Das Geschenk des weißen Pferdchens
von Rudolf Herfurtner
Mayra Capovilla
Inszenierung
Hans-Peter Boden
Bühne
Claudia Jung
Kostüme
Tumursaikhan Janlav
Pferdekopfgeige
Berit Menze, Johannes Klama/Sebastian Hofmüller, Peter Wolter
es spielen
Es war einmal, irgendwo in der unendlichen Weite der Hochgebirgssteppe zwischen der Wüste Gobi und dem Altaigebirge, in einem Land, in dem man sich das Wissen über die Welt abends am Feuer in einer Jurte sitzend weitererzählt, in dem die Berge selten unter 4000 m hoch sind und in dem das Millionen Jahre alte Gletscherwasser als das Blut dieser Berge angesehen wird.

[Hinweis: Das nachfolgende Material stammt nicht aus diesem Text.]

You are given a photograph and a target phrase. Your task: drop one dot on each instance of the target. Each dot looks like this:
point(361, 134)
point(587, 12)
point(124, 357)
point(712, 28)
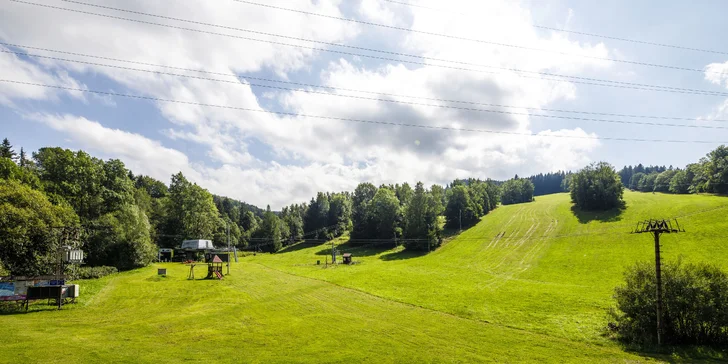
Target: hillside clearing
point(530, 282)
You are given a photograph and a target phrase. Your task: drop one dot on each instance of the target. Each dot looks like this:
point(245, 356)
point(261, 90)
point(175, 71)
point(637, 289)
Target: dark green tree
point(517, 190)
point(635, 180)
point(28, 229)
point(362, 212)
point(422, 231)
point(11, 171)
point(460, 208)
point(597, 187)
point(6, 150)
point(270, 232)
point(647, 183)
point(387, 214)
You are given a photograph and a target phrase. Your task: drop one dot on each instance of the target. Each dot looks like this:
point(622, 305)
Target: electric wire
point(242, 77)
point(242, 82)
point(450, 36)
point(637, 41)
point(359, 120)
point(517, 72)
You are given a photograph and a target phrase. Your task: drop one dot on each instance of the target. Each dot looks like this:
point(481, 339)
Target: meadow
point(529, 282)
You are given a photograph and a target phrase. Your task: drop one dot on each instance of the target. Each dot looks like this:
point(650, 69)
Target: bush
point(597, 187)
point(695, 305)
point(93, 272)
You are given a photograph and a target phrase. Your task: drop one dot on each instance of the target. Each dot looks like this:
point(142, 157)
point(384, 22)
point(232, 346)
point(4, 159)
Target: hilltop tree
point(404, 193)
point(121, 239)
point(270, 232)
point(597, 187)
point(716, 168)
point(516, 190)
point(647, 183)
point(421, 220)
point(438, 196)
point(11, 171)
point(28, 242)
point(634, 181)
point(362, 211)
point(6, 150)
point(339, 219)
point(23, 159)
point(386, 214)
point(662, 181)
point(460, 206)
point(191, 211)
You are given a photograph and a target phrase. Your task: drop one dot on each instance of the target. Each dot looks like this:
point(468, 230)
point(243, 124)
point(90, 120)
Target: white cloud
point(19, 70)
point(317, 154)
point(717, 73)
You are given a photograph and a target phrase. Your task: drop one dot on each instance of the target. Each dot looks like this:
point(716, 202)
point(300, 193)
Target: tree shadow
point(301, 245)
point(403, 254)
point(611, 215)
point(359, 249)
point(687, 354)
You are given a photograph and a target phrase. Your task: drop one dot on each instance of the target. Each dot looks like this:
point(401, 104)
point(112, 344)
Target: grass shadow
point(359, 249)
point(686, 354)
point(611, 215)
point(300, 246)
point(403, 254)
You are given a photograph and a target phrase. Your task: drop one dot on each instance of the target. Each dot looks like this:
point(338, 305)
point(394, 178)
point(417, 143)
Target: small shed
point(214, 268)
point(197, 244)
point(165, 255)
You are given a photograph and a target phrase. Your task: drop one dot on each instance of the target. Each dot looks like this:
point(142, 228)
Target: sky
point(270, 101)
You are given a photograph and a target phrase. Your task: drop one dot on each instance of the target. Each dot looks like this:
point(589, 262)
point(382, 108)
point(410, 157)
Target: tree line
point(708, 175)
point(126, 217)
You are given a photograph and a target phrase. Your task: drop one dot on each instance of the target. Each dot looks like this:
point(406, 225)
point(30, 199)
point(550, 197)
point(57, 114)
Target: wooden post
point(658, 275)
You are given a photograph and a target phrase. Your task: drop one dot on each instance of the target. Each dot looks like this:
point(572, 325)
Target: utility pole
point(227, 226)
point(657, 228)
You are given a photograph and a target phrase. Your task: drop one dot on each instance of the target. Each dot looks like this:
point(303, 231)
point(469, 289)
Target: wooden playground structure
point(214, 266)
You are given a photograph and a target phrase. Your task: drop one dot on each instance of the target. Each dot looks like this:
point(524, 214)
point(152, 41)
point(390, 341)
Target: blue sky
point(265, 158)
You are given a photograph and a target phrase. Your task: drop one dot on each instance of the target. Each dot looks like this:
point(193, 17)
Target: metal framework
point(657, 228)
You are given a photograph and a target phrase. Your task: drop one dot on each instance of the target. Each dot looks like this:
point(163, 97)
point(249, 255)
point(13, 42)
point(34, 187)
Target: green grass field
point(537, 293)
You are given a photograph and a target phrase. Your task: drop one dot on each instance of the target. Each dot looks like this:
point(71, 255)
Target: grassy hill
point(530, 282)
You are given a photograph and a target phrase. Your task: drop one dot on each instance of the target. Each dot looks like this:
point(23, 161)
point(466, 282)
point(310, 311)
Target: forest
point(708, 175)
point(126, 217)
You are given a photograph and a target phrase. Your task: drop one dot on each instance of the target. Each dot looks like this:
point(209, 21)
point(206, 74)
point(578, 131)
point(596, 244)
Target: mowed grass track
point(530, 282)
point(536, 266)
point(261, 315)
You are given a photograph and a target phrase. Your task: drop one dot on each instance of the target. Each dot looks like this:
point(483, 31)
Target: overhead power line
point(637, 41)
point(377, 122)
point(242, 82)
point(517, 72)
point(450, 36)
point(378, 93)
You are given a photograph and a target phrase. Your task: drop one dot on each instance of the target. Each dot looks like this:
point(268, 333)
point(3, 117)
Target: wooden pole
point(658, 275)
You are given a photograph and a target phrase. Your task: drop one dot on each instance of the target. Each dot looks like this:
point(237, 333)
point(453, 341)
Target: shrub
point(695, 305)
point(93, 272)
point(596, 187)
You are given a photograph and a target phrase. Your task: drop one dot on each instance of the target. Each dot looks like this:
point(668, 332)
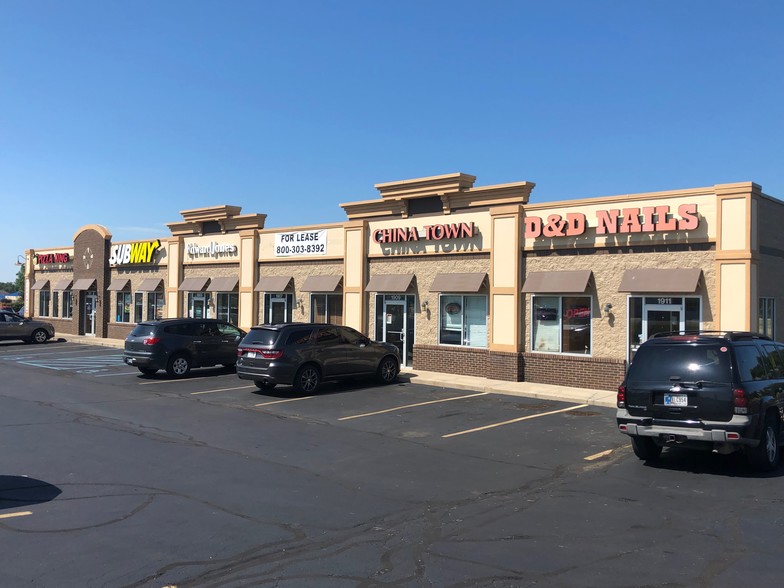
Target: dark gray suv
point(177, 345)
point(305, 354)
point(705, 390)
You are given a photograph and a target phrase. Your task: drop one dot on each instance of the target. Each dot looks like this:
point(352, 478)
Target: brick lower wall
point(579, 372)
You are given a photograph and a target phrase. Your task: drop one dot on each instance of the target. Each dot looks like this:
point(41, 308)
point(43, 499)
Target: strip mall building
point(465, 279)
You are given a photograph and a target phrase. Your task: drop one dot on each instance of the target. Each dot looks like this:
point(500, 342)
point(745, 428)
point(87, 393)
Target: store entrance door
point(395, 326)
point(662, 318)
point(88, 312)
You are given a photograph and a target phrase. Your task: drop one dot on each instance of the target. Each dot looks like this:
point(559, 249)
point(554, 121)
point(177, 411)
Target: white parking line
point(359, 416)
point(517, 420)
point(221, 390)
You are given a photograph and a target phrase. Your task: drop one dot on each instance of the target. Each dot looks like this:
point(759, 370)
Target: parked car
point(177, 345)
point(13, 326)
point(705, 390)
point(306, 354)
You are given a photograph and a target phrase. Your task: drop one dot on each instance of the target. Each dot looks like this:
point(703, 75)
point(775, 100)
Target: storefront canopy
point(566, 282)
point(193, 284)
point(395, 283)
point(469, 282)
point(273, 284)
point(321, 283)
point(660, 280)
point(149, 285)
point(223, 284)
point(83, 284)
point(118, 284)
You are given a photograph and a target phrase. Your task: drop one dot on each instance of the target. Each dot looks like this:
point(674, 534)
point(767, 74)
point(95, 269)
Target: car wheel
point(765, 456)
point(307, 379)
point(645, 448)
point(387, 370)
point(178, 366)
point(39, 336)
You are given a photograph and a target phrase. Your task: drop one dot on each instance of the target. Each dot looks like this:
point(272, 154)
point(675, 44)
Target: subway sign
point(137, 253)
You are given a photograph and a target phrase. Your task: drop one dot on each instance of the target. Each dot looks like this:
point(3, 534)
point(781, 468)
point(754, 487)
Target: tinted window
point(298, 336)
point(688, 362)
point(261, 336)
point(750, 363)
point(143, 331)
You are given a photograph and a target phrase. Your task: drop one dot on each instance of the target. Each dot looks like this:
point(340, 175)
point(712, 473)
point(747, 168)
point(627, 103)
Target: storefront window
point(138, 306)
point(43, 302)
point(123, 307)
point(228, 303)
point(562, 324)
point(326, 308)
point(462, 320)
point(766, 317)
point(154, 306)
point(67, 304)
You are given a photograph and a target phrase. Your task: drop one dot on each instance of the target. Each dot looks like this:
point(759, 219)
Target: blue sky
point(125, 113)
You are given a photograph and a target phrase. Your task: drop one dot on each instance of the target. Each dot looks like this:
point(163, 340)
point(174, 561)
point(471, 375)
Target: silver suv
point(13, 326)
point(305, 354)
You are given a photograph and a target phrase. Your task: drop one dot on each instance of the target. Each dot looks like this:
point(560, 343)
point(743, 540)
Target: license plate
point(676, 400)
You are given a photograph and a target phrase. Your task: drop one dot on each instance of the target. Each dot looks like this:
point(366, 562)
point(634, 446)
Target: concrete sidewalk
point(527, 389)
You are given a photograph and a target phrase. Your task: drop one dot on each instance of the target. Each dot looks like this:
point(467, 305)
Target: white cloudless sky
point(123, 113)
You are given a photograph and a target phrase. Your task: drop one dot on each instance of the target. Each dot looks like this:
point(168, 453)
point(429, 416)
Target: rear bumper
point(740, 430)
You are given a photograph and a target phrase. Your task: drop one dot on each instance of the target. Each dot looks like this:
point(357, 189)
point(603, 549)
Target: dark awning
point(469, 282)
point(321, 283)
point(149, 285)
point(273, 284)
point(118, 284)
point(660, 280)
point(390, 283)
point(223, 284)
point(83, 284)
point(566, 282)
point(193, 284)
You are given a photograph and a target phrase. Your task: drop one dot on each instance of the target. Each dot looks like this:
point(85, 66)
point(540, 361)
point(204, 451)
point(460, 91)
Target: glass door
point(394, 326)
point(88, 312)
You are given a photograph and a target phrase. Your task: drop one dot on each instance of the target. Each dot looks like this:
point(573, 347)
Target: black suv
point(305, 354)
point(177, 345)
point(705, 390)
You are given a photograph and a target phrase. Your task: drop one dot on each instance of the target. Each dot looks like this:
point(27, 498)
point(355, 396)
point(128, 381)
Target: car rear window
point(143, 331)
point(688, 362)
point(261, 336)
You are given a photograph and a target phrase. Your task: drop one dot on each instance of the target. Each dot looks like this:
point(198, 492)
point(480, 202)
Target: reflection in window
point(462, 320)
point(561, 324)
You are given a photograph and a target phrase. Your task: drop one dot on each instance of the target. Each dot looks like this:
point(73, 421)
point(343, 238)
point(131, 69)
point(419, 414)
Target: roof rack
point(729, 335)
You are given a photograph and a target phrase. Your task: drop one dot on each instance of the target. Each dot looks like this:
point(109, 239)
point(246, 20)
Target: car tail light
point(740, 401)
point(621, 397)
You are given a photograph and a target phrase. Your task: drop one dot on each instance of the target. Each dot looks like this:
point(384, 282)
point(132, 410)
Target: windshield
point(690, 363)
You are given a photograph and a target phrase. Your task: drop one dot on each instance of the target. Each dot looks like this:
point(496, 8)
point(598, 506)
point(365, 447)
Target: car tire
point(39, 336)
point(179, 365)
point(387, 370)
point(645, 448)
point(308, 379)
point(765, 456)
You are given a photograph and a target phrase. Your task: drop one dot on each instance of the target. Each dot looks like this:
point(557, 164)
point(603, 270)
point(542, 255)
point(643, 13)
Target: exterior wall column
point(249, 270)
point(505, 337)
point(174, 278)
point(355, 275)
point(737, 255)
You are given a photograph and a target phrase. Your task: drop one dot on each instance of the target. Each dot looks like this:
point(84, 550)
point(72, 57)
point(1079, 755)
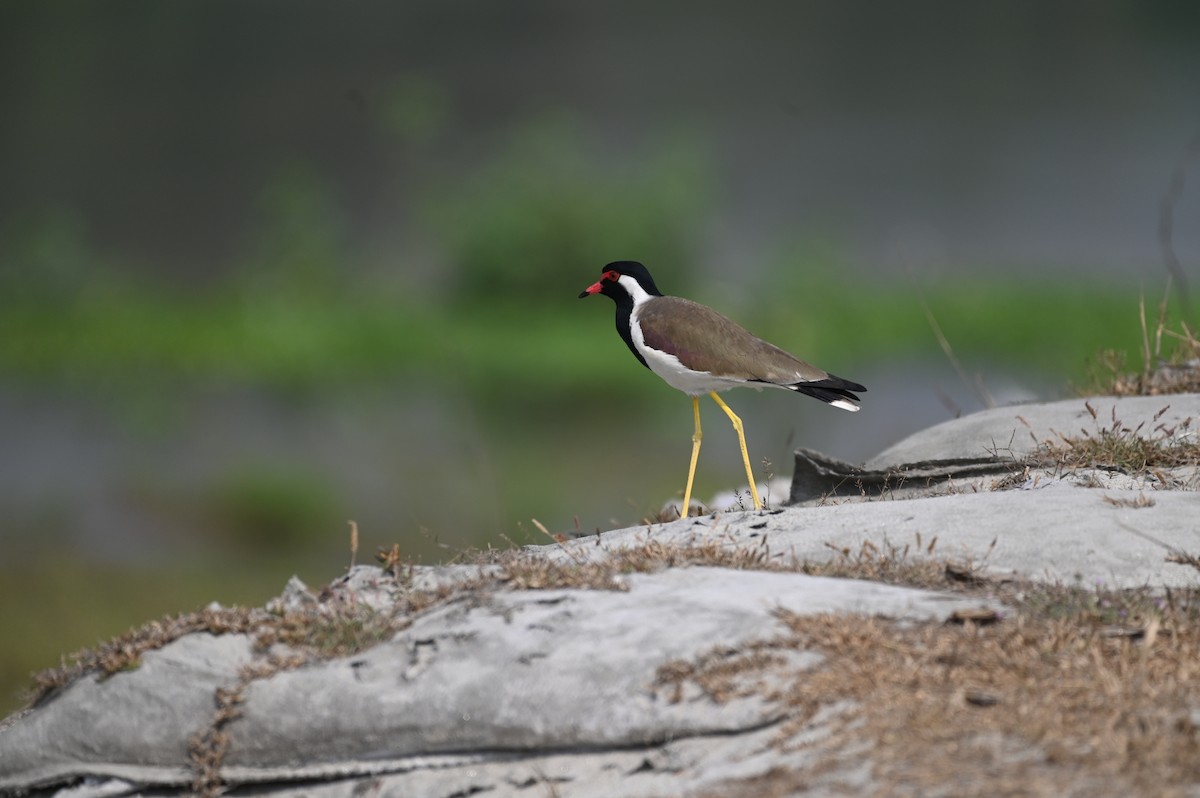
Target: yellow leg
point(695, 453)
point(742, 441)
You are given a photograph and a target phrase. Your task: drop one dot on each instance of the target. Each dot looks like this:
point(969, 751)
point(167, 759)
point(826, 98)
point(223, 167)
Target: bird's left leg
point(742, 441)
point(695, 453)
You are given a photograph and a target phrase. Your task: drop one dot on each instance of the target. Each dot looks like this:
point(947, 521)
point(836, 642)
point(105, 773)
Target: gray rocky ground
point(568, 671)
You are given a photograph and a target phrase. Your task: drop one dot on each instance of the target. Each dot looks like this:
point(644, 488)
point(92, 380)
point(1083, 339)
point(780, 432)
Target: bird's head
point(623, 280)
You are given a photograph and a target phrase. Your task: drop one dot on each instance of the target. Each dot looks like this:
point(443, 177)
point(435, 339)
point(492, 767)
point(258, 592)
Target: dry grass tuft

Dort in der Mongolei erzählen sich die Menschen heute noch die sagenhafte Geschichte von dem tapferen Jungen Suhe, der ein halbtotes Fohlen geschenkt bekommt. Er pflegt es mit Kräutern und dem Blut der Berge, verteidigt es gegen Wölfe, Bären und Tiger. Immer weiter trägt er das Pferdchen nach Osten, ins Gebirge hinauf, denn „nach Osten musst du gehen, wenn du deinen Glücksstern suchst,“ sagt er und hofft auf Rettung. Eines Nachts erwacht der Junge und sein weißes Pferdchen ist zu einem prächtigen Pferd herangewachsen und beeindruckt nun selbst die Prinzessin. Doch die Freude ist nicht von Dauer. Aus Eifersucht wird das Pferd getötet. Wehklagend fällt der Junge in einen unruhigen Schlaf, in dem ihm sein geliebtes weißes Pferdchen erscheint: „Klage nicht, Suhe, mein Freund! Bau dir ein Instrument. Und wenn du es spielst, will ich bei dir sein und dich trösten. Aus meiner Haut und meinen Knochen und aus meinem Schweif sollst du es machen. Und du sollst es Morin Khuur nennen, Pferdekopfgeige.“ Tag und Nacht spielt der Junge die Pferdekopfgeige. Die Traurigkeit vergeht und neuer Tatendrang erfasst ihn. Er spürt, das weiße Pferdchen ist bei ihm, in seinem Instrument und in seinen Liedern, jetzt und für immer. In unserer Inszenierung schaut man von zwei Seiten in eine offene Jurte hinein, so dass der Eindruck entsteht, man säße tatsächlich darin. Die Geschichte wird erzählt und dann, dann wird man die Pferdekopfgeige hören und man wird es vielleicht sehen, das Geschenk des weißen Pferdchens.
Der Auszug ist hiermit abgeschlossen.